そしてとうとう22ピッチ目(と言ってもほんの5mぐらい)が終了した。先に登った僕が山頂にあるステーションを使い慎重にビレイをする。二人が山頂に着いたときにはもう回りの山も西日を浴び夕暮れの気配が漂っていた。感動と、達成感に浸りながらもここから瓦礫とトレイル使いふもとまで約一時間の下り。出だしの瓦礫はかなり悪く、なめなめでサンダルで来た僕にはかなり堪えた。何とか駐車場に着き、時計を見るとなんと12時間も経っているではないか。トポには7時間と書いてあったはずだがと思いながらも無事に降りてこれたことと、目の前にあるたった今登ってきた岩山を見て満足感に浸りながら車は今夜の必要品を求めて酒屋に向かって走り出していった。

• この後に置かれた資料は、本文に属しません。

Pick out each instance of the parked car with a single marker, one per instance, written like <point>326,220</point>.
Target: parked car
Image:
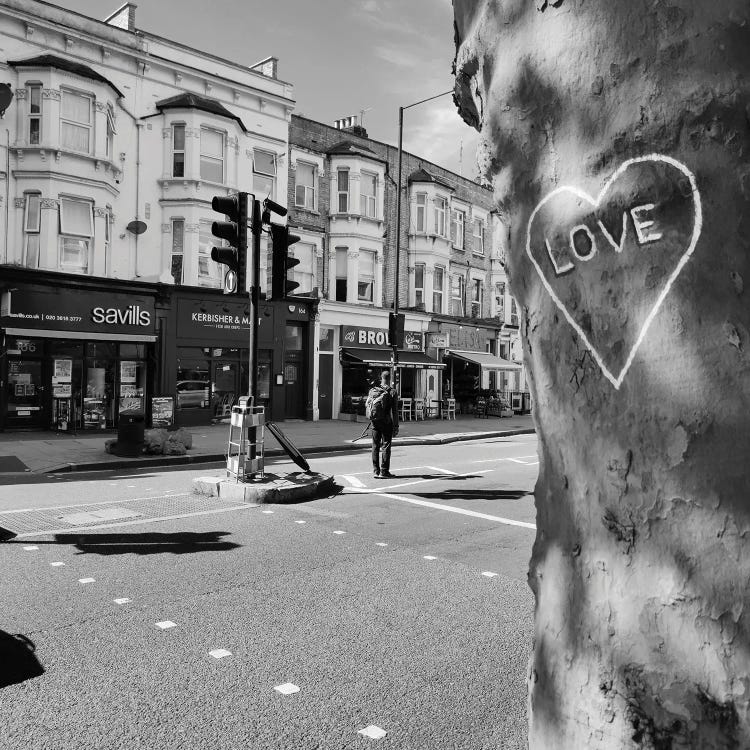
<point>192,394</point>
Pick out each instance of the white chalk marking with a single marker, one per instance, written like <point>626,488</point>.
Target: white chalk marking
<point>616,380</point>
<point>373,732</point>
<point>353,480</point>
<point>287,688</point>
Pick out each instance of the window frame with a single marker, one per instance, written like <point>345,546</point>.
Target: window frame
<point>89,127</point>
<point>214,159</point>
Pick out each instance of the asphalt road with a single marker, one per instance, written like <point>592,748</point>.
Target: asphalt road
<point>400,605</point>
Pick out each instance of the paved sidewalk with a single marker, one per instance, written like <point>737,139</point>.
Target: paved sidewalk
<point>43,452</point>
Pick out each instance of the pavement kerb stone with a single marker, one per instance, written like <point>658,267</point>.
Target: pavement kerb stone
<point>200,458</point>
<point>274,488</point>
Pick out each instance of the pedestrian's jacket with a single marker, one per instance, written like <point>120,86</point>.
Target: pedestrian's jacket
<point>390,403</point>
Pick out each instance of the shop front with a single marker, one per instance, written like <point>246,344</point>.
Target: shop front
<point>74,358</point>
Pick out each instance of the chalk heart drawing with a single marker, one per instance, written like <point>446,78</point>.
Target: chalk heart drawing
<point>609,262</point>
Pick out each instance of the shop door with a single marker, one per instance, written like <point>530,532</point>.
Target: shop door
<point>325,387</point>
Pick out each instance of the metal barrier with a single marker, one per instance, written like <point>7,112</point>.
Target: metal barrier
<point>245,458</point>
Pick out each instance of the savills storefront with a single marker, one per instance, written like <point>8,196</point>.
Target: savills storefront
<point>74,356</point>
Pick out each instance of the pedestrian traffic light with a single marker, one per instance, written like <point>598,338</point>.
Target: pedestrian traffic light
<point>281,287</point>
<point>234,232</point>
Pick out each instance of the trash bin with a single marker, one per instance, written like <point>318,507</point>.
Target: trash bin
<point>130,430</point>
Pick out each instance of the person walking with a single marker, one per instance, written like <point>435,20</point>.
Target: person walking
<point>381,408</point>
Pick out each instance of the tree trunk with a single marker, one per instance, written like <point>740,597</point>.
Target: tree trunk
<point>617,137</point>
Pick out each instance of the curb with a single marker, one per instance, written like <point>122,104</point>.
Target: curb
<point>205,458</point>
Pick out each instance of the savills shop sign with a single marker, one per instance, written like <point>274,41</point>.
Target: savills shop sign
<point>71,311</point>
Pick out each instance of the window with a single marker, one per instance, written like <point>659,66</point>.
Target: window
<point>342,181</point>
<point>366,281</point>
<point>75,121</point>
<point>478,237</point>
<point>368,194</point>
<point>110,145</point>
<point>304,273</point>
<point>208,270</point>
<point>304,186</point>
<point>440,208</point>
<point>476,298</point>
<point>31,224</point>
<point>341,273</point>
<point>178,247</point>
<point>178,150</point>
<point>458,229</point>
<point>264,174</point>
<point>35,113</point>
<point>419,284</point>
<point>437,289</point>
<point>457,295</point>
<point>76,234</point>
<point>421,212</point>
<point>212,155</point>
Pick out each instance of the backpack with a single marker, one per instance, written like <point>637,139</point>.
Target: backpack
<point>375,407</point>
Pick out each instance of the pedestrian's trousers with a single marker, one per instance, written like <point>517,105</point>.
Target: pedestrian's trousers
<point>382,435</point>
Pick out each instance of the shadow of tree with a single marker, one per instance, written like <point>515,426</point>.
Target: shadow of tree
<point>18,659</point>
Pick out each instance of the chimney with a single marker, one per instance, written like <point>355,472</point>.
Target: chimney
<point>123,17</point>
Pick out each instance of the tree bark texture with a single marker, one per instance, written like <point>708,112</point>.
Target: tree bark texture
<point>617,138</point>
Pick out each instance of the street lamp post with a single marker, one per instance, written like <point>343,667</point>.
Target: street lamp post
<point>394,343</point>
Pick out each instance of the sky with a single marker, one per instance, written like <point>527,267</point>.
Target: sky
<point>343,57</point>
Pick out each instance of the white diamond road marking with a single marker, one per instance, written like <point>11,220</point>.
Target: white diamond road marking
<point>373,732</point>
<point>287,688</point>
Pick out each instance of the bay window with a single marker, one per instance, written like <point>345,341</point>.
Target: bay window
<point>76,234</point>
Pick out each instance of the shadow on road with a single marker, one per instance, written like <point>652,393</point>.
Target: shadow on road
<point>153,543</point>
<point>19,662</point>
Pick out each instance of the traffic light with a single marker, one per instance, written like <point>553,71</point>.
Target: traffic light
<point>234,231</point>
<point>280,286</point>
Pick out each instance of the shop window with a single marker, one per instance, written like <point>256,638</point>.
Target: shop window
<point>264,174</point>
<point>178,246</point>
<point>341,273</point>
<point>34,97</point>
<point>76,235</point>
<point>304,186</point>
<point>441,206</point>
<point>457,295</point>
<point>31,225</point>
<point>478,237</point>
<point>437,289</point>
<point>208,270</point>
<point>76,121</point>
<point>421,212</point>
<point>212,155</point>
<point>419,284</point>
<point>458,229</point>
<point>368,194</point>
<point>304,273</point>
<point>342,186</point>
<point>178,150</point>
<point>366,281</point>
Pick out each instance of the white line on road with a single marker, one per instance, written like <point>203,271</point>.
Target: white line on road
<point>452,509</point>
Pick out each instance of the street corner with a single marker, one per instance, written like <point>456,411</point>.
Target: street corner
<point>272,488</point>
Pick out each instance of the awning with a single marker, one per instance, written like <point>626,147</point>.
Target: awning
<point>484,359</point>
<point>382,358</point>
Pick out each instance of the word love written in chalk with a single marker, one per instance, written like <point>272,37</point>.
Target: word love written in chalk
<point>609,262</point>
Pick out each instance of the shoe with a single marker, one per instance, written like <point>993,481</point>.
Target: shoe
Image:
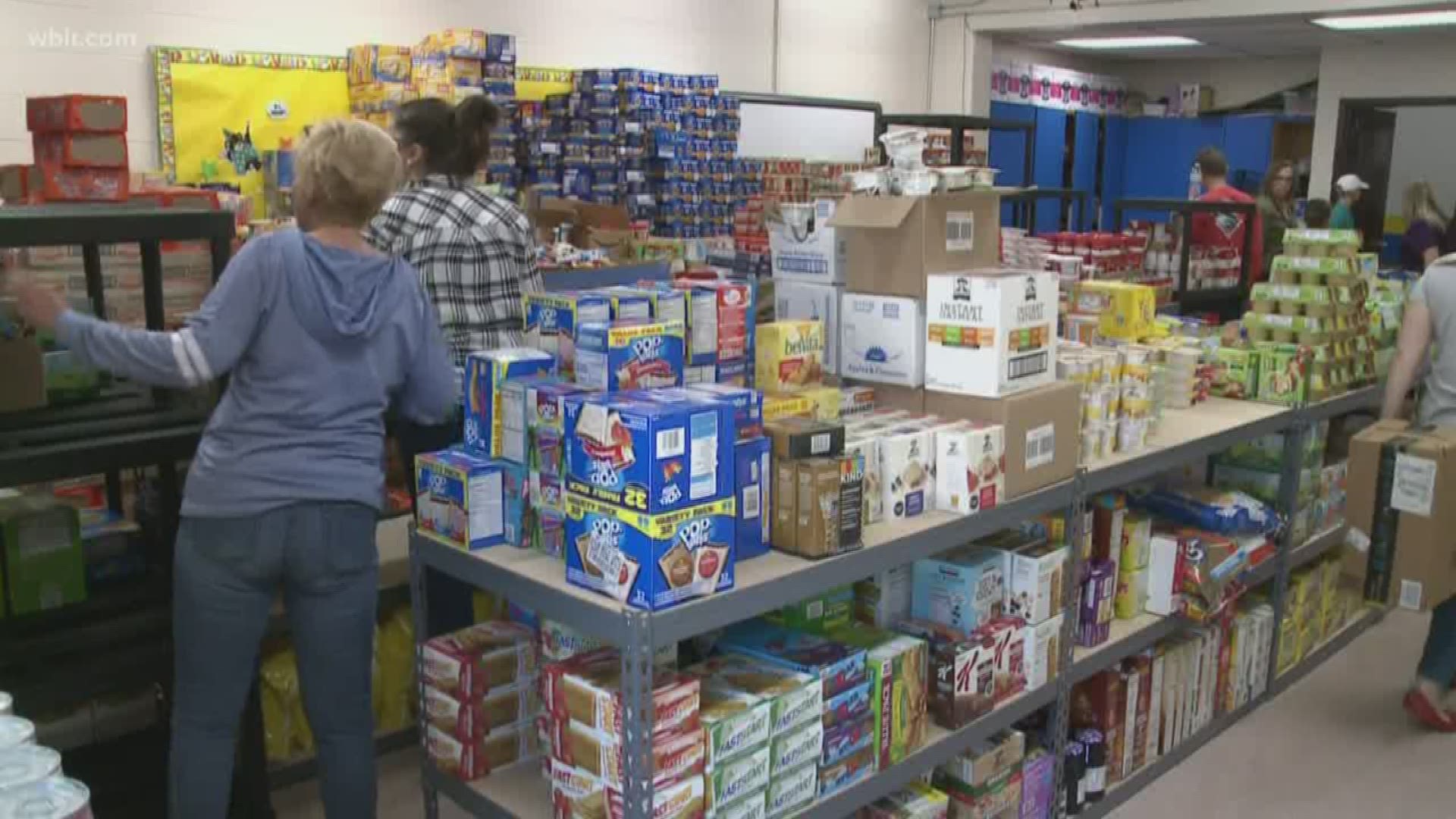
<point>1427,713</point>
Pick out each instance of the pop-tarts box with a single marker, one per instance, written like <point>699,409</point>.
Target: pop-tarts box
<point>484,375</point>
<point>460,499</point>
<point>622,356</point>
<point>651,457</point>
<point>650,561</point>
<point>552,321</point>
<point>752,475</point>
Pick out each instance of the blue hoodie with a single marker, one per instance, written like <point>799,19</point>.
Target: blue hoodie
<point>319,341</point>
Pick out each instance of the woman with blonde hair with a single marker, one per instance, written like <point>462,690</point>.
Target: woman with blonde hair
<point>1424,228</point>
<point>319,334</point>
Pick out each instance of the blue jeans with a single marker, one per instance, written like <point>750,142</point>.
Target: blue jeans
<point>226,575</point>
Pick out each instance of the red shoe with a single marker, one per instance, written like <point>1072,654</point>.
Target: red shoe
<point>1427,713</point>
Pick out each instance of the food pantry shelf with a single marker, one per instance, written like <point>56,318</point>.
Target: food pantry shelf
<point>764,583</point>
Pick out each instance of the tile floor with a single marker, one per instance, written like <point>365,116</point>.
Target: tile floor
<point>1334,746</point>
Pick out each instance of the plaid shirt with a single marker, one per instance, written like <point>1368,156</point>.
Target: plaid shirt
<point>475,253</point>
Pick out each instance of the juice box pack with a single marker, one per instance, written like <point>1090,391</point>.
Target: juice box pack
<point>650,561</point>
<point>629,354</point>
<point>484,375</point>
<point>650,455</point>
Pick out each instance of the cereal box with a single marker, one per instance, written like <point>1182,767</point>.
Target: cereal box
<point>990,333</point>
<point>484,375</point>
<point>650,561</point>
<point>460,499</point>
<point>970,468</point>
<point>650,455</point>
<point>789,356</point>
<point>552,321</point>
<point>629,354</point>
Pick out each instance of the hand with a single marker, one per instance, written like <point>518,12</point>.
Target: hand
<point>38,305</point>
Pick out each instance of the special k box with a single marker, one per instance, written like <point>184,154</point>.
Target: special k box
<point>629,354</point>
<point>990,333</point>
<point>650,455</point>
<point>650,561</point>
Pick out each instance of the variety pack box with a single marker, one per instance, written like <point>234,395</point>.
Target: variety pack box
<point>629,354</point>
<point>883,338</point>
<point>650,561</point>
<point>650,455</point>
<point>990,333</point>
<point>460,499</point>
<point>552,321</point>
<point>484,375</point>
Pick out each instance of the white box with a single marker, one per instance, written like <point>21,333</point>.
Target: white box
<point>990,333</point>
<point>805,300</point>
<point>808,253</point>
<point>1034,582</point>
<point>970,468</point>
<point>881,338</point>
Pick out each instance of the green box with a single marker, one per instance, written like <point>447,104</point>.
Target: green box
<point>41,539</point>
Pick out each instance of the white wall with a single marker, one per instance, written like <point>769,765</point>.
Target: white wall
<point>854,49</point>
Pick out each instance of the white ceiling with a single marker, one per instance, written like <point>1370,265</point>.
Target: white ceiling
<point>1261,38</point>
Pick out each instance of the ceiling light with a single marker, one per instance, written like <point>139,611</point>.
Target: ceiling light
<point>1112,42</point>
<point>1373,22</point>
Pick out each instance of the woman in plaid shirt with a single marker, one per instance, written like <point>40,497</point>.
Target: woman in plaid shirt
<point>475,253</point>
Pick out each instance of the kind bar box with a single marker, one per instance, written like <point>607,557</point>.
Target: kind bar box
<point>893,242</point>
<point>484,375</point>
<point>990,333</point>
<point>813,302</point>
<point>629,354</point>
<point>1041,428</point>
<point>552,321</point>
<point>883,338</point>
<point>650,561</point>
<point>1400,479</point>
<point>651,457</point>
<point>460,499</point>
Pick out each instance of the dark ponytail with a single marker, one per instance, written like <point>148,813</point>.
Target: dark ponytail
<point>455,139</point>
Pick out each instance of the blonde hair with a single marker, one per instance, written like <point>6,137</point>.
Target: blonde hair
<point>344,172</point>
<point>1420,206</point>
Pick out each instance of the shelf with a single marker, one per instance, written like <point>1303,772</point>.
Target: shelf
<point>522,790</point>
<point>1188,435</point>
<point>762,583</point>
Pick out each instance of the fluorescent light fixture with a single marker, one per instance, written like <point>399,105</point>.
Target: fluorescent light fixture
<point>1375,22</point>
<point>1114,42</point>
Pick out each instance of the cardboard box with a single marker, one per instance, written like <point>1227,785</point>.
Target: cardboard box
<point>814,302</point>
<point>883,338</point>
<point>1398,483</point>
<point>990,333</point>
<point>893,242</point>
<point>1041,426</point>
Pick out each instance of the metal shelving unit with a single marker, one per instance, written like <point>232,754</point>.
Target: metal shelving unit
<point>777,579</point>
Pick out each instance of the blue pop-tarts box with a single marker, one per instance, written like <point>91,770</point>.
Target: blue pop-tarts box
<point>651,457</point>
<point>460,499</point>
<point>753,477</point>
<point>634,354</point>
<point>650,561</point>
<point>484,400</point>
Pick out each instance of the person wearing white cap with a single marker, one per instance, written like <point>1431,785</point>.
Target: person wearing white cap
<point>1350,190</point>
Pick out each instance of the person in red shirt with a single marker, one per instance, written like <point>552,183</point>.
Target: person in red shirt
<point>1226,229</point>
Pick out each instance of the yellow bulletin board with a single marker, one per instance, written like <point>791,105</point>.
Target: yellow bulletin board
<point>218,111</point>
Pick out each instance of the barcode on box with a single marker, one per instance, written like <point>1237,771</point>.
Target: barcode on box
<point>960,232</point>
<point>670,444</point>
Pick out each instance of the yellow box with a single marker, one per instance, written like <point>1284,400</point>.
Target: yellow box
<point>791,356</point>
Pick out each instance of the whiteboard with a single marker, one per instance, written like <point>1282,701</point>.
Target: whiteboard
<point>804,131</point>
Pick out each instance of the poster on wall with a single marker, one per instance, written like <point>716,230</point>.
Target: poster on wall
<point>1047,86</point>
<point>218,111</point>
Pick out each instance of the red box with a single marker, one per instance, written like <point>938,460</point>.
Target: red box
<point>85,184</point>
<point>80,150</point>
<point>76,112</point>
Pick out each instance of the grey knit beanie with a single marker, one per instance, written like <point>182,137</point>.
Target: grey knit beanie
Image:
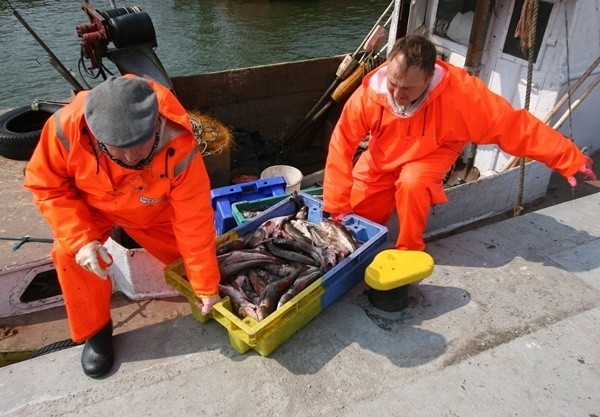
<point>122,111</point>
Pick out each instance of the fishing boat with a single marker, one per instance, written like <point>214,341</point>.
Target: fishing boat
<point>294,106</point>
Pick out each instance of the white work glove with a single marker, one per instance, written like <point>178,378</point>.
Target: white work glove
<point>95,258</point>
<point>205,303</point>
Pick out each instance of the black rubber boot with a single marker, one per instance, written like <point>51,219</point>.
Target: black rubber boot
<point>98,356</point>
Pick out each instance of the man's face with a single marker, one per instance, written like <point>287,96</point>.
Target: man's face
<point>134,155</point>
<point>405,85</point>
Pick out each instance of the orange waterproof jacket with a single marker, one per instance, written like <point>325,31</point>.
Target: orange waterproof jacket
<point>73,183</point>
<point>458,110</point>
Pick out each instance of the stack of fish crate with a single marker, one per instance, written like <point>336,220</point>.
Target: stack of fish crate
<point>268,334</point>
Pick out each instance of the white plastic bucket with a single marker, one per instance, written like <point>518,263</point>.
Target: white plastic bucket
<point>293,176</point>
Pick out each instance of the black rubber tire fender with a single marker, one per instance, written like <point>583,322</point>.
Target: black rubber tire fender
<point>20,130</point>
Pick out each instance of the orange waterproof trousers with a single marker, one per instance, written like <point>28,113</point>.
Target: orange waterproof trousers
<point>411,191</point>
<point>87,296</point>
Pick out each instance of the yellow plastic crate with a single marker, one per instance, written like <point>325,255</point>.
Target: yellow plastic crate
<point>264,336</point>
<point>267,335</point>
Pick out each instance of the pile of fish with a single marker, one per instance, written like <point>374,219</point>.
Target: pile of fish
<point>263,270</point>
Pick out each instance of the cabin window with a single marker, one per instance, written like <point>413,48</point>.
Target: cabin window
<point>453,20</point>
<point>511,44</point>
<point>417,16</point>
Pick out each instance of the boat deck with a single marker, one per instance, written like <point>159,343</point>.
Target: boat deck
<point>507,324</point>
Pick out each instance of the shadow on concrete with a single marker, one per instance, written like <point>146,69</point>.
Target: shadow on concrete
<point>353,324</point>
<point>169,339</point>
<point>535,237</point>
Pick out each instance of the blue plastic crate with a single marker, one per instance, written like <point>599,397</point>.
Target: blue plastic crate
<point>267,335</point>
<point>222,198</point>
<point>346,274</point>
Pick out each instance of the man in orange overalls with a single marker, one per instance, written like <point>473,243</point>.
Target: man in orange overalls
<point>419,113</point>
<point>122,154</point>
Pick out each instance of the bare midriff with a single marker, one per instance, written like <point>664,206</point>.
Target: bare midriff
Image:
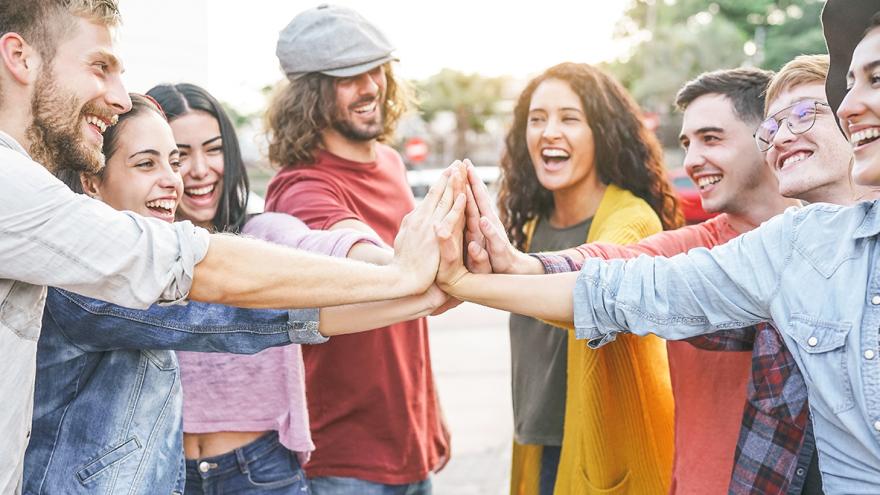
<point>202,445</point>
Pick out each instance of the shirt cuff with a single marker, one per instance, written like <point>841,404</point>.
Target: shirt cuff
<point>193,245</point>
<point>556,263</point>
<point>304,326</point>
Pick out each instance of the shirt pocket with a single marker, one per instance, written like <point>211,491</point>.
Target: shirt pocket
<point>822,348</point>
<point>21,310</point>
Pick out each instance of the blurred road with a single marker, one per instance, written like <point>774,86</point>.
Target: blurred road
<point>470,350</point>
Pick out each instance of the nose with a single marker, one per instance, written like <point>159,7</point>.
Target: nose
<point>783,136</point>
<point>852,106</point>
<point>117,97</point>
<point>693,160</point>
<point>551,129</point>
<point>197,167</point>
<point>170,178</point>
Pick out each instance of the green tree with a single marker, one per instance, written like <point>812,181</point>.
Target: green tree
<point>471,98</point>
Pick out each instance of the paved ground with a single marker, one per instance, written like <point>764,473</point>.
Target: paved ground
<point>471,357</point>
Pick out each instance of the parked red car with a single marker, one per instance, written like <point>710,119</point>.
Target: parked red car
<point>688,197</point>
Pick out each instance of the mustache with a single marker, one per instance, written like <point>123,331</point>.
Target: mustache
<point>101,112</point>
<point>363,101</point>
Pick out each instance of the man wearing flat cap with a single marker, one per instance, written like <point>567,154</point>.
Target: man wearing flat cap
<point>377,430</point>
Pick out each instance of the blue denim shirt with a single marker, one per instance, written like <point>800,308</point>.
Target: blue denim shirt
<point>107,414</point>
<point>814,273</point>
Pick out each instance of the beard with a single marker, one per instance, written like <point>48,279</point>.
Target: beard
<point>343,124</point>
<point>55,135</point>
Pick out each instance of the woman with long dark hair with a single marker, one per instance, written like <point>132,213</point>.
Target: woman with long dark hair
<point>246,424</point>
<point>580,165</point>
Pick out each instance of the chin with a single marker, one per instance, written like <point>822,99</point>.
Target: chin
<point>867,174</point>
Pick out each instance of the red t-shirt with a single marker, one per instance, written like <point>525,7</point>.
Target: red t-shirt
<point>371,396</point>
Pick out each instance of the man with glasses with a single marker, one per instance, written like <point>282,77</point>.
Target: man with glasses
<point>805,150</point>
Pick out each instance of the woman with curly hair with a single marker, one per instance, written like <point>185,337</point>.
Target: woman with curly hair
<point>579,164</point>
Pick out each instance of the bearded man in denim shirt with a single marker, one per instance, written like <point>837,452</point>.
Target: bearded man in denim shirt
<point>60,87</point>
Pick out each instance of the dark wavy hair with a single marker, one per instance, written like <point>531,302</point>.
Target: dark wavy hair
<point>300,109</point>
<point>627,154</point>
<point>140,104</point>
<point>180,99</point>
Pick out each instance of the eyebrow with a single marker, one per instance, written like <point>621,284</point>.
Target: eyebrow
<point>866,68</point>
<point>111,59</point>
<point>215,138</point>
<point>145,152</point>
<point>701,131</point>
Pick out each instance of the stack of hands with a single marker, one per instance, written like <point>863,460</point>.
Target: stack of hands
<point>456,233</point>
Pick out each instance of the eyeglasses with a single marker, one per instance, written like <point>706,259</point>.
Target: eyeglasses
<point>799,117</point>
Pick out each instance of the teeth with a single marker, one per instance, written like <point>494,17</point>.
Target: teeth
<point>795,158</point>
<point>99,123</point>
<point>366,108</point>
<point>165,204</point>
<point>199,191</point>
<point>708,180</point>
<point>554,153</point>
<point>863,136</point>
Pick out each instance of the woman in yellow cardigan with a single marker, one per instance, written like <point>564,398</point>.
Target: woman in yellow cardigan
<point>579,165</point>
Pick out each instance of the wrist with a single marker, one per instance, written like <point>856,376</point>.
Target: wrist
<point>527,265</point>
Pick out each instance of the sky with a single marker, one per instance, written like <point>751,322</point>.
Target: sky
<point>228,47</point>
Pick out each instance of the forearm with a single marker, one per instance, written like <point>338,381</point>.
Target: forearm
<point>546,297</point>
<point>256,274</point>
<point>353,318</point>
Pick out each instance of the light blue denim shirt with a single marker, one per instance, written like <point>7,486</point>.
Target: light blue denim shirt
<point>815,273</point>
<point>51,236</point>
<point>107,416</point>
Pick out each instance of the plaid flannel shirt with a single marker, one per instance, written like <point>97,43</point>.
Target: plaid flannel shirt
<point>775,442</point>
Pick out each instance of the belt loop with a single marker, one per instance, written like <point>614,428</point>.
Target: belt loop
<point>242,461</point>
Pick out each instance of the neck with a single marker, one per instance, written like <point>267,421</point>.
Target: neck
<point>760,211</point>
<point>842,192</point>
<point>341,146</point>
<point>573,205</point>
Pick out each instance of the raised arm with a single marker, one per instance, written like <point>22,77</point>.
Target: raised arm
<point>728,287</point>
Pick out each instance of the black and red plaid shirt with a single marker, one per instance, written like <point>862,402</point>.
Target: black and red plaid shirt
<point>772,456</point>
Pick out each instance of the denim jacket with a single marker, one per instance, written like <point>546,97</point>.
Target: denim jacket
<point>107,414</point>
<point>51,236</point>
<point>813,272</point>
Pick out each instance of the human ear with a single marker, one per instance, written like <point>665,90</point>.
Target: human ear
<point>19,58</point>
<point>91,185</point>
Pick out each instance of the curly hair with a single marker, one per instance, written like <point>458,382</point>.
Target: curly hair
<point>301,109</point>
<point>627,154</point>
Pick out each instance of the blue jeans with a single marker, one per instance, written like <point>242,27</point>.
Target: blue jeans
<point>337,485</point>
<point>263,466</point>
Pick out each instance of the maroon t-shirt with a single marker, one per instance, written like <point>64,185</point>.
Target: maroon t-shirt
<point>371,397</point>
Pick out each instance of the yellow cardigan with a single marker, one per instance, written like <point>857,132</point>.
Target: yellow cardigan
<point>618,433</point>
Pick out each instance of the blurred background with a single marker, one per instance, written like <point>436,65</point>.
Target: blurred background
<point>468,62</point>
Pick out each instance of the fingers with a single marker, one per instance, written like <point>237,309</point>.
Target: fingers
<point>445,203</point>
<point>435,193</point>
<point>496,241</point>
<point>478,259</point>
<point>452,220</point>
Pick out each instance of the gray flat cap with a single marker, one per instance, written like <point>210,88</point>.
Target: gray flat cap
<point>332,40</point>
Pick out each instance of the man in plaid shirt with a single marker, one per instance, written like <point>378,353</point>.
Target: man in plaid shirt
<point>775,451</point>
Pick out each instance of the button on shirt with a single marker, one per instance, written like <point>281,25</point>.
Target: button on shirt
<point>812,272</point>
<point>51,236</point>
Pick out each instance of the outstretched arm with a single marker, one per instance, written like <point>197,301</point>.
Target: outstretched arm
<point>256,274</point>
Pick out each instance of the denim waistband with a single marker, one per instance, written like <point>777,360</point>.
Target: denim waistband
<point>236,460</point>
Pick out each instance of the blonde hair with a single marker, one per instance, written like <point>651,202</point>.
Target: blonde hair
<point>300,109</point>
<point>804,69</point>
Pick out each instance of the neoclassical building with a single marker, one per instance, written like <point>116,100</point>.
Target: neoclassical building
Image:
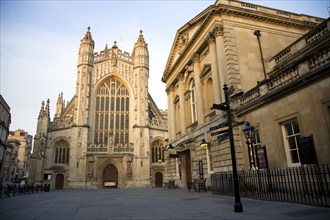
<point>111,133</point>
<point>275,58</point>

データ−...(持っていった物)9.8mmの60mシングルロープ×1。クイックドロー×18(長めの物が何個かあると重宝します)。後はロッククライミング用具一式。水は各自1リッターとスナック。下山用の靴。薄手のナイロンジャケット。意外と蚊がいるので虫除けスプレーを用意しておこう。※7月中旬天気(晴れ)。car to carで12時間かかりました。同時登摩で5時間と言うのが私の知っているなかでは一番早い記録かな。